I fully agree with the fine post by Bruce Robertson on the great successes
of the SSETI endeavor. But I think another significant success was also
achieved by the SSETI team - "UNPRECEDENTED OPENNESS and COMMUNICATIONS."

Graham confided in an email that the Internet savvy and "open" leadership of
25 year old SSETI Project Manager Neil Melville made it easy for him to keep
the amateur community with SSETI's team all the way. Great job Neil!.
Perhaps youthful, enthusiastic leadership is part of the answer to our
sometimes stalled satellite programs.

There have been times in our amateur satellite building past that I felt we
were building and launching "military spy" satellites and not amateur
satellites. I hope the current satellite teams take a lesson from SSETI and
learn to communicate better and more often.

So while I too will miss the opportunity to use the U/S transponder, that
possible short coming is overshadowed by the achievements, knowledge and new
friendships this international student team has taken away from this
project.

To everyone on the ESA and SSETI team - thanks for the new standards you
have set!!

Bill - N6GHz

(I'm still maintaining an optimistic attitude that it's not over yet!)



-----Original Message-----
From: owner-AMSAT-BB@amsat.org [mailto:owner-AMSAT-BB@amsat.org]On
Behalf Of Bruce Robertson
Sent: Monday, October 31, 2005 6:32 PM
To: amsat-bb@amsat.org
Subject: [amsat-bb] Learning from SSETI Express


The current inoperability of SSETI Express is of course a great
disappointment
for many of us in AMSAT, but I think we should take our lead from the
attitude
of the students involved, who are concentrating on the lessons learned and
the
goals achieved. It may seem to us that describing the 'successes' of SSETI
Express is excessively optimistic, but I suggest that isn't the case. I work
with undergraduate researchers in my job, and it is quite true that a great
deal
can be achieved and learned even if the prime objective is not reached.

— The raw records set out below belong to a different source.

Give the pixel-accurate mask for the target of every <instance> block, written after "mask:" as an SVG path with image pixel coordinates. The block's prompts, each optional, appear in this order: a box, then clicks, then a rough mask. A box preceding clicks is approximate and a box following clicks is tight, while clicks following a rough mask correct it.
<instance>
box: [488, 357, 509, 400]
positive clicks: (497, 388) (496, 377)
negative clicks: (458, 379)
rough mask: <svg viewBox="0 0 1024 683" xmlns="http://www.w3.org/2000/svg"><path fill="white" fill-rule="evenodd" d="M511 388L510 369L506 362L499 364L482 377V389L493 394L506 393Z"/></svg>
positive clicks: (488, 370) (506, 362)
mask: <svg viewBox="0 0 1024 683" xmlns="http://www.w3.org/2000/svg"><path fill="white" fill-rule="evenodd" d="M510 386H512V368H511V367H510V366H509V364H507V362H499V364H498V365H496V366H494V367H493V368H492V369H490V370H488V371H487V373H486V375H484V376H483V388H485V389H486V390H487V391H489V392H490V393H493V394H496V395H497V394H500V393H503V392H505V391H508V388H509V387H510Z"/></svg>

Indeed, I would argue that the same logic can be applied to the situation of
amateur operators. Let me give three examples and a suggestion.

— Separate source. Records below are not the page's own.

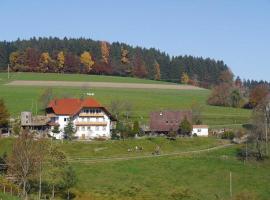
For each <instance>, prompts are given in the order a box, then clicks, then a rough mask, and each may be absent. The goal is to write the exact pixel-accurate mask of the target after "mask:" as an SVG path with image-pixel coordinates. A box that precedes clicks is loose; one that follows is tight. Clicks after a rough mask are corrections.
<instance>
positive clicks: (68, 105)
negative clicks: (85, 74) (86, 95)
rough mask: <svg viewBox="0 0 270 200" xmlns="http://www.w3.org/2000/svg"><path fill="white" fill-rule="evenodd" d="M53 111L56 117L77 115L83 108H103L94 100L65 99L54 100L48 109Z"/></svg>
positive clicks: (49, 103)
mask: <svg viewBox="0 0 270 200" xmlns="http://www.w3.org/2000/svg"><path fill="white" fill-rule="evenodd" d="M50 108H51V109H52V110H53V112H54V113H55V114H56V115H75V114H76V113H77V112H79V111H80V110H81V109H82V108H103V107H102V106H101V105H100V103H99V102H98V101H96V100H95V99H93V98H87V99H75V98H63V99H54V100H52V101H51V102H50V103H49V105H48V106H47V109H50Z"/></svg>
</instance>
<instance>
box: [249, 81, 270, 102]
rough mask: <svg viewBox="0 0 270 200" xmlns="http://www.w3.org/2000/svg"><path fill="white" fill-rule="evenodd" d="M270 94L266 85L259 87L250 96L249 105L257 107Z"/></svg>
mask: <svg viewBox="0 0 270 200" xmlns="http://www.w3.org/2000/svg"><path fill="white" fill-rule="evenodd" d="M268 94H269V87H268V86H267V85H265V84H260V85H257V86H256V87H255V88H253V89H252V90H251V92H250V95H249V103H250V104H251V105H252V107H256V106H257V105H258V104H259V103H260V102H261V101H262V100H263V99H264V98H265V97H266V96H267V95H268Z"/></svg>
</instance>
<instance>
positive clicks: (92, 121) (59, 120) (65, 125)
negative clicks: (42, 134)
mask: <svg viewBox="0 0 270 200" xmlns="http://www.w3.org/2000/svg"><path fill="white" fill-rule="evenodd" d="M83 111H84V109H82V110H81V113H83ZM79 114H80V113H78V114H77V115H76V116H74V117H73V119H72V120H73V123H74V126H75V128H76V133H75V136H76V137H78V138H79V139H82V138H83V135H84V138H85V139H93V138H97V137H107V138H110V136H111V134H110V124H111V121H110V118H109V116H107V114H106V113H105V112H104V111H101V113H100V114H102V115H103V116H104V117H80V116H79ZM68 118H69V116H65V115H58V117H57V119H56V120H55V121H54V122H55V123H58V124H59V130H60V133H59V134H53V133H52V132H50V135H52V136H53V137H55V138H56V139H62V138H63V136H64V127H65V126H66V124H67V122H68ZM65 119H66V120H65ZM77 122H106V126H96V125H95V126H93V125H92V126H91V125H80V126H79V125H77V126H76V123H77ZM97 127H98V128H97ZM52 129H53V127H51V130H52Z"/></svg>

For our part, I have on many occasions heard it argued that satellite
operations
give amateur radio as a whole its forward-looking face and provide the
public
with a more balanced view of our hobby. If you've been reading the news
media
reports on SSETI, both before and during its troubled last few days, you'll
have
been proud of being described as an 'international team of amateur radio
operators' and the like. SSETI's generous inclusion of us as team members
has
been a public relations success (and an honest one at that, as anyone who
reads
this list can attest!)

Secondly, Graham and the rest have pioneered a deeper model of
collaboration,
wherein critical hardware, the expertise to use it, and access to our data
collecting power is traded for use of the satellite after its primary
mission is
completed.  Again, I think it is clear that this model of collaboration was
a
success. A reading of the past week's amsat-bb would leave no doubt that we
amateurs would have been effective in our role.

Thirdly, it should be noted that within our ranks there was a kind of
bargain
struck: the digital ops. were going to have a few months of work and fun,
and as
a result a voice repeater would have been opened up.

Look at any list of the cubesats and microsats that are planned for the next
five years, and consider how we might apply the lessons learned from SSETI
Express to these opportunities. For my part, I believe that we should
encourage
the production of suitable hardware, especially difficult to obtain
materials
such as the S-band transmitter, to have on hand in order to help projects
that
are willing to make the same bargain as the SSETI Express one. It is certain
that some of these projects will run short on time or on data bandwidth like
SSETI Express and be happy to make use of such equipment were it available
on
short notice.

As for us, I think this project shows what enthusiasm there is for a LEO
S-band
signal. I know I was looking forward to SSETI Express's FM transponder to
help
me improve my S-band setup before the arrival of the HEO's.